Les électeurs américains vont déterminer dans quelques semaines le prochain président des États-Unis. Liliane Crété fait le parallèle entre la situation actuelle, où un Noir, Barack Obama, a été choisi comme candidat démocrate plutôt qu’une femme, Hillary Clinton, et les élections de la fin du XXIe siècle où le droit de vote fut accordé aux Noirs plutôt qu’aux femmes.
Les jeux sont faits : Barack Obama a été choisi comme candidat démocrate aux élections présidentielles de 2008. Choix populaire ? Peut-être. Mais avec un sérieux coup de pouce du parti. Une presse très favorable à Obama, beaucoup plus d’argent, et donc de publicité, moins de gaffes sans doute qu’Hillary, et un charisme que n’a pas sa rivale. L’Amérique indubitablement voulait du changement. Ou bien une partie des démocrates préférait un Noir à une femme. Et tant pis si le discours d’Obama reflète le flou de l’inconnu. C‘est un séducteur. Il a séduit les jeunes, les Noirs, le show biz, les intellectuels et finalement une grande partie de la classe politique démocrate qui pourtant soutenait fermement Hillary Clinton au début de la campagne. L’Amérique aime l’audace et la nouveauté. Car dans ce choix qui était offert il y avait ce pari audacieux du parti démocrate : un Noir, une femme. Partie en première ligne, Hillary a eu progressivement contre elle la majorité des caciques du parti qui ont exercé une pression énorme pour lui faire abandonner la course au profit d’Obama le Noir. Et c’est alors que j’ai eu une impression de « déjà vu ».
C’était au XIXe siècle, après la Guerre de Sécession, après l’assassinat de Lincoln, lorsque le parti vainqueur (le parti républicain), était aux mains de radicaux et que les États-Unis étaient dirigés par un président incapable, Andrew Johnson. Afin d’évincer de la politique toutes les personnalités du Sud, des lois iniques frappèrent d’incapacité les ex-Confédérés tandis que le droit de vote était accordé aux Noirs, presque tous illettrés. Dans cinq États, l’Alabama, la Floride, le Mississippi, la Louisiane et la Caroline du Sud, les électeurs noirs représentaient la majorité ; dans d’autres États, une coalition Noirs- Blancs constituait la majorité radicale. Ce fut le temps du Ku Klux Klan et du Camelia Blanc dont la mission initiale fut d’assurer la protection des familles blanches contre tout acte de violence de la part des affranchis et d’empêcher ceux-ci de voter. En vérité, le vote Noir permit aux Républicains de se maintenir au pouvoir jusqu’en 1885.
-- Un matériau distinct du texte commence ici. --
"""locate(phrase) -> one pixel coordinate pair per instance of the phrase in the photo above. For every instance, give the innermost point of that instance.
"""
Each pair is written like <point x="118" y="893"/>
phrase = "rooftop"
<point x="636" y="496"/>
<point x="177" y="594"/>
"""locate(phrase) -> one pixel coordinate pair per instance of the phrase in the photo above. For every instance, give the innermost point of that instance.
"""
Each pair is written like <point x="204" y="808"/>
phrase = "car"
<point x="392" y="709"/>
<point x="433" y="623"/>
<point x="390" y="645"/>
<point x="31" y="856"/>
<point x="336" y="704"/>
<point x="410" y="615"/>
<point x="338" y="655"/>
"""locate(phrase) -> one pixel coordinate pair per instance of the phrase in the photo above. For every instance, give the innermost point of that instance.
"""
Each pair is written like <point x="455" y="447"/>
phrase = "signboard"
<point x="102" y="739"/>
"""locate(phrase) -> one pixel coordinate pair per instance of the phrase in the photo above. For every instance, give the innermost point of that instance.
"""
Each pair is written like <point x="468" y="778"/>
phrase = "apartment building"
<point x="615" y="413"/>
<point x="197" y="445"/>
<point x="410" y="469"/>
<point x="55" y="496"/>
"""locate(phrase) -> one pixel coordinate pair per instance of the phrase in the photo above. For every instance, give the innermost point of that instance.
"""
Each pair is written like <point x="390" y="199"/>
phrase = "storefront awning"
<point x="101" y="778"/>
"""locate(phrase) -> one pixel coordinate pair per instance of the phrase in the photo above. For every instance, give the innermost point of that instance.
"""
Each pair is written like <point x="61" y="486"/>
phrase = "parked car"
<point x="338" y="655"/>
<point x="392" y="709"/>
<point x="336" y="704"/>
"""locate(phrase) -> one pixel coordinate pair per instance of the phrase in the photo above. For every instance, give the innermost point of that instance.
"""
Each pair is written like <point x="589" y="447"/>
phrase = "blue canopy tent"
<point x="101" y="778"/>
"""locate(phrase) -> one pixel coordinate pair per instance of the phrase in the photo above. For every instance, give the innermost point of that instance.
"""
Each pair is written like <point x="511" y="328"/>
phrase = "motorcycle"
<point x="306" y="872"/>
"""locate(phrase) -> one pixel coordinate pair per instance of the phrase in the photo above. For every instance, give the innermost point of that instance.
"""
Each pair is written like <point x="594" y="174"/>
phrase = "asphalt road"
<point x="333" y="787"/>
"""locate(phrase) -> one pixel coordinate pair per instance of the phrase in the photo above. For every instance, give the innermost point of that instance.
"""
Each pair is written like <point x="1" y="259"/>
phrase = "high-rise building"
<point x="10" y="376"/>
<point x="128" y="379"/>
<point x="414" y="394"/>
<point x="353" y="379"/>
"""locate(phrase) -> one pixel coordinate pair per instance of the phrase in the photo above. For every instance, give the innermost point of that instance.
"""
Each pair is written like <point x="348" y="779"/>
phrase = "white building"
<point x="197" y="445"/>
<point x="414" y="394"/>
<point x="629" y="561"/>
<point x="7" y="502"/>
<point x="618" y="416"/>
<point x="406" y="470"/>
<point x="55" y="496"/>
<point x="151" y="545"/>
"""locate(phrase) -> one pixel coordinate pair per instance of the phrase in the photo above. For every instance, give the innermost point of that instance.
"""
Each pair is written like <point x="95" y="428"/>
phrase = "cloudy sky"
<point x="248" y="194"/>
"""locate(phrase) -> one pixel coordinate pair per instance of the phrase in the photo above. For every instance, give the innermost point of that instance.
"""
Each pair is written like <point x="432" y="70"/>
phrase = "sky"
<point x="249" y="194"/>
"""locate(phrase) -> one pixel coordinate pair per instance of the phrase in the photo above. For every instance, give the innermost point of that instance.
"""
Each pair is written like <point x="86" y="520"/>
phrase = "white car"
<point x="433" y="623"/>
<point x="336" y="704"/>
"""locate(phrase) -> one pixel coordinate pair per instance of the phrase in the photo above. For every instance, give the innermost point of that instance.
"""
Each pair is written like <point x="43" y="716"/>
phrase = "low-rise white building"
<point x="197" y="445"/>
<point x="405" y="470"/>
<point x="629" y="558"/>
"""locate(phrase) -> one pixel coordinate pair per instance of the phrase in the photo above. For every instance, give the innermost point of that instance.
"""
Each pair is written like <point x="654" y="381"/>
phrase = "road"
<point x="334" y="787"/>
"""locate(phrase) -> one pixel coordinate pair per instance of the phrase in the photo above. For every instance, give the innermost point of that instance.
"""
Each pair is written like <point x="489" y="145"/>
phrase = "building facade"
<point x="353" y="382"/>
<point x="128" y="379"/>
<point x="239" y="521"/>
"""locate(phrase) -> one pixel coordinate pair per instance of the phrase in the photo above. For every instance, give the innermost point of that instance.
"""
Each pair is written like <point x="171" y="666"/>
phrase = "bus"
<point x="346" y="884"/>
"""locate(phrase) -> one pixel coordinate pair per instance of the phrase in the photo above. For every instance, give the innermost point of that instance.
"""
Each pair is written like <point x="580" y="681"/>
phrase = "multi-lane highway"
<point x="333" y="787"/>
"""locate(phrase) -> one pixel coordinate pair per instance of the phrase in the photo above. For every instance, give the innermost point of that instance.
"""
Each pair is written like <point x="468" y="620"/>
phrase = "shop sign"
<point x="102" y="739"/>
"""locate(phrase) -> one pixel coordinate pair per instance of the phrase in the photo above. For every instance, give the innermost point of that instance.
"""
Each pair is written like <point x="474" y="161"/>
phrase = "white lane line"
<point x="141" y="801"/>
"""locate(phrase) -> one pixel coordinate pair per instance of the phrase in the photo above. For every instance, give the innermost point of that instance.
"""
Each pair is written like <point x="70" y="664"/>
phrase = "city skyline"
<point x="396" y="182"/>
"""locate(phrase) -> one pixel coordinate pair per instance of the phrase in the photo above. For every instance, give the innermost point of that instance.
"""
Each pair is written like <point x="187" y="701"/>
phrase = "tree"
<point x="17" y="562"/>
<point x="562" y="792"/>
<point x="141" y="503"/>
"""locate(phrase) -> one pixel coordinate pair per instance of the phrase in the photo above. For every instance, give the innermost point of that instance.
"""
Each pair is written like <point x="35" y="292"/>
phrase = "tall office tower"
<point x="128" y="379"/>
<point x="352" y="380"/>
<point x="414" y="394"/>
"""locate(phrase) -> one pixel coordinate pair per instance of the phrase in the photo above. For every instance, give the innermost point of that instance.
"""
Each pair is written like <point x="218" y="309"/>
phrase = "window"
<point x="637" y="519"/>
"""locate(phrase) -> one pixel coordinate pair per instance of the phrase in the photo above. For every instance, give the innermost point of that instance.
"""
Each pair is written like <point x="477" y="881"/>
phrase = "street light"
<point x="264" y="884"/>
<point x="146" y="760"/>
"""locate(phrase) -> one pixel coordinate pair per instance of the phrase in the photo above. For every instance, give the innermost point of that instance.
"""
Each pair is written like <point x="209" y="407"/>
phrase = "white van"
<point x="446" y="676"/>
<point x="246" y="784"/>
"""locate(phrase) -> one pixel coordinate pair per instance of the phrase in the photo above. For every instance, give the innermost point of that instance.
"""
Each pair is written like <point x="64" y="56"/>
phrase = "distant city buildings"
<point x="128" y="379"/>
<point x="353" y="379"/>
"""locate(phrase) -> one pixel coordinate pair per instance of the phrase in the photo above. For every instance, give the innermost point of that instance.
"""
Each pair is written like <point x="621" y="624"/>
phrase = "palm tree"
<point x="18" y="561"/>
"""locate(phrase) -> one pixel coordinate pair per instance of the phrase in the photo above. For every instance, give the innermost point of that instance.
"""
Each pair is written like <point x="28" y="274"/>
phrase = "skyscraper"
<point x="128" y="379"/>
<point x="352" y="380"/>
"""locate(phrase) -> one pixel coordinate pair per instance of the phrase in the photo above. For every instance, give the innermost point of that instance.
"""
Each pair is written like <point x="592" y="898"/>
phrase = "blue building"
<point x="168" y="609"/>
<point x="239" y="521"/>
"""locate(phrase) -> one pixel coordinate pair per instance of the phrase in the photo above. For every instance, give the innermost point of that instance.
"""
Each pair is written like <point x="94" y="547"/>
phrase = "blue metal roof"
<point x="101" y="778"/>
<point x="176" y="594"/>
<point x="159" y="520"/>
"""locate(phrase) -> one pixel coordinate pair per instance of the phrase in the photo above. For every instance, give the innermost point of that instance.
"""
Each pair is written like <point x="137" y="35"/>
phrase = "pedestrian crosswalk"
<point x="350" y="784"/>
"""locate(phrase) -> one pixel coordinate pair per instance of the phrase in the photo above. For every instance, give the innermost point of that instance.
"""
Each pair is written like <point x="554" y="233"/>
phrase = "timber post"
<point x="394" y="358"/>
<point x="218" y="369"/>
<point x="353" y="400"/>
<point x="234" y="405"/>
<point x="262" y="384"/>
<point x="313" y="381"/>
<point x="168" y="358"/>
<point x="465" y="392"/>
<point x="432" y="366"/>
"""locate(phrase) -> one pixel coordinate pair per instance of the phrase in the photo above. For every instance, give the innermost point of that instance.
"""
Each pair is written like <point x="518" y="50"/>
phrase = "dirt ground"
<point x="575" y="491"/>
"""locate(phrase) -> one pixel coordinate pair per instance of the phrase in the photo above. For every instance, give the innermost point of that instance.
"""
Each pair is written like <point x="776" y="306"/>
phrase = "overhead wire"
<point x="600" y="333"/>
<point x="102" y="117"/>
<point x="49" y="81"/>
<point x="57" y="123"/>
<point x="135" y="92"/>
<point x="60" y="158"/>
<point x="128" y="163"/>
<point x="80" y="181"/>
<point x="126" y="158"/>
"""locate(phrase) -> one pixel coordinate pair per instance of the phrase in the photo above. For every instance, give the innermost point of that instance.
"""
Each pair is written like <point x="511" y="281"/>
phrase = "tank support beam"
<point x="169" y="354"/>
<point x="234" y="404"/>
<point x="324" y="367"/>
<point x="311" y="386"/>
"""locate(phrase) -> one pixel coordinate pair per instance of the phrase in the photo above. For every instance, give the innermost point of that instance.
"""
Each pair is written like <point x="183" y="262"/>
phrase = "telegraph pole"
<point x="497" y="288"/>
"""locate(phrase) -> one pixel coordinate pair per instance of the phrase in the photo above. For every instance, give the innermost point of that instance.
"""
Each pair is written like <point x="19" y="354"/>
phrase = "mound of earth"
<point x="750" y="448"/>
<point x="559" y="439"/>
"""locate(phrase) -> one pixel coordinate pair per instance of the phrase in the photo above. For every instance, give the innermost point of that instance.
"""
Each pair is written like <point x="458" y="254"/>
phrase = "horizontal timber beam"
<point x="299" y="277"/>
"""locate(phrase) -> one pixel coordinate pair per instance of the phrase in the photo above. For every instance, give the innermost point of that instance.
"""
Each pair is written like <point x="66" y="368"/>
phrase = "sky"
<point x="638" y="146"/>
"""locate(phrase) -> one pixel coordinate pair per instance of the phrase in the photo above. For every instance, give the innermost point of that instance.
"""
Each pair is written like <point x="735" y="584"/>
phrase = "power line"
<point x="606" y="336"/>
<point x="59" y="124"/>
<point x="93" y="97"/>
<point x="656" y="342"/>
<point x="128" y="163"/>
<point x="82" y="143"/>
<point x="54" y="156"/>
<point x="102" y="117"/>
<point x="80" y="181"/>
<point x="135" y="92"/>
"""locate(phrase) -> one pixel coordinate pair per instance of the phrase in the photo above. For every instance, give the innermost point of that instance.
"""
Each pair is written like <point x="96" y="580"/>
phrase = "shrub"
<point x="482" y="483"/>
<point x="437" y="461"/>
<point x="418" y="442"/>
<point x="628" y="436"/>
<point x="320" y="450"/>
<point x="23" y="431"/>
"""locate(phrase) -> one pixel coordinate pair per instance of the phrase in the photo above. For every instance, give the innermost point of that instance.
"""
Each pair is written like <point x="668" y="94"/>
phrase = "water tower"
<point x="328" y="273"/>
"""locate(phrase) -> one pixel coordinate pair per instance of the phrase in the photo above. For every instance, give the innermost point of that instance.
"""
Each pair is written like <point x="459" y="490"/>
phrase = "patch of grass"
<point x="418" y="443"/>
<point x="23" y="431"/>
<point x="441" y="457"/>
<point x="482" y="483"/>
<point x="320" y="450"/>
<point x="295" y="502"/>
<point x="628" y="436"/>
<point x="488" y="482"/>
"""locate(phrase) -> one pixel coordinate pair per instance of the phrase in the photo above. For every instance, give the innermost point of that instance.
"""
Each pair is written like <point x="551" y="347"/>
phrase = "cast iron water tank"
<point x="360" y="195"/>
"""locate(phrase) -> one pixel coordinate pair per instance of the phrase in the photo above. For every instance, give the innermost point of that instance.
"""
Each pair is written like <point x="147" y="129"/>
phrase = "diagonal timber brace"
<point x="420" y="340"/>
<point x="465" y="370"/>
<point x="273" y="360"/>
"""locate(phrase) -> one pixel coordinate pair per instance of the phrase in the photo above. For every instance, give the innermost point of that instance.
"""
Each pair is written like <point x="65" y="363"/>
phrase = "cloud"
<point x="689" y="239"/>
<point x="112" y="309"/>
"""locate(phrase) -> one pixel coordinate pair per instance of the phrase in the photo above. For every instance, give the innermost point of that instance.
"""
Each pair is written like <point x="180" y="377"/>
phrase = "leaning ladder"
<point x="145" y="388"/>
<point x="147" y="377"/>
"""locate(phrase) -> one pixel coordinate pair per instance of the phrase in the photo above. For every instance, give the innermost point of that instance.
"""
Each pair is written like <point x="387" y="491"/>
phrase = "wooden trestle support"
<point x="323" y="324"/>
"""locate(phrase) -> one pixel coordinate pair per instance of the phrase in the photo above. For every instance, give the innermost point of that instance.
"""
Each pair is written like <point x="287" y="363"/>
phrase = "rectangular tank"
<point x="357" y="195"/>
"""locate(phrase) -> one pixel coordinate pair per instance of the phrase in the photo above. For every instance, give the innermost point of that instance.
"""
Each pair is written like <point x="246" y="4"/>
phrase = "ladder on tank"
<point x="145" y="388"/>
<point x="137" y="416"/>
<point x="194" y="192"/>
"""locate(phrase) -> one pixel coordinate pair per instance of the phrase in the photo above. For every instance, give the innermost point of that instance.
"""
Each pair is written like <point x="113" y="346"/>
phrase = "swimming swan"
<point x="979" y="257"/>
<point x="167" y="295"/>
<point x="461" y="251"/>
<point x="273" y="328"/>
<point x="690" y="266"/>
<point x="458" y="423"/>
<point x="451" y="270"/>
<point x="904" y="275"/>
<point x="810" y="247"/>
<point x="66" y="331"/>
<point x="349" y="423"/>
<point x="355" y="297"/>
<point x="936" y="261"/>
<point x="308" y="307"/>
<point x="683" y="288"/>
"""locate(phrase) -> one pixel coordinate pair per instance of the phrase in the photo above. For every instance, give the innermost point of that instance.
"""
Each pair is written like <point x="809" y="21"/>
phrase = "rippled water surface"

Les femmes avaient été oubliées. Et pourtant, bien avant la guerre de Sécession, un certain nombre d’entre elles militaient pour l’obtention du droit de vote, tenant en 1848 leur première « convention » à Seneca Falls, dans l’État de New York. L’Amérique dans son ensemble n’apprécia pas. La très grande majorité des Américains ne voyaient la femme, du moins la Vraie Femme, que dans son rôle d’épouse et de mère, et lorsque les femmes ajoutèrent à leur combat l’abolition de l’esclavage et le retour des Noirs en Afrique, elles ne trouvèrent pas même de soutien auprès des plus libéraux d’entre eux. Ceux-ci pensaient qu’en faisant des droits de la femme et des droits du Noir un même combat, les militantes mettaient en danger la cause abolitionniste. Loyalement, mais souvent la rage au coeur, les militantes abandonnèrent leurs revendications pour se consacrer entièrement et fidèlement à la campagne anti-esclavagiste. La guerre finie se posa la question des droits civiques des affranchis. Lincoln voulait que ce droit de vote ne fût donné qu’aux Noirs sachant lire et écrire et à ceux qui avaient combattu dans les armées de l’Union. Une très petite minorité donc. Mais Lincoln mort, les radicaux du parti républicain décidèrent de l’accorder à tous. Une fois encore, ils firent appel aux leaders du mouvement pour les droits des femmes. Elles acceptèrent de bonne grâce de les aider, persuadées qu’elles pourraient en même temps faire entendre leurs revendications. Il n’en fut rien. Les radicaux se montrèrent farouchement opposés au « suffrage universel » et refusèrent de signer la pétition qu’elles présentèrent au Congrès, affirmant que c’était « l’heure du nègre » et qu’elles ne devaient pas mêler leurs revendications à celles des affranchis. Les Noirs eux-mêmes refusèrent de les soutenir sous prétexte qu’en associant le Parti républicain au suffrage des femmes, on ruinerait leurs chances.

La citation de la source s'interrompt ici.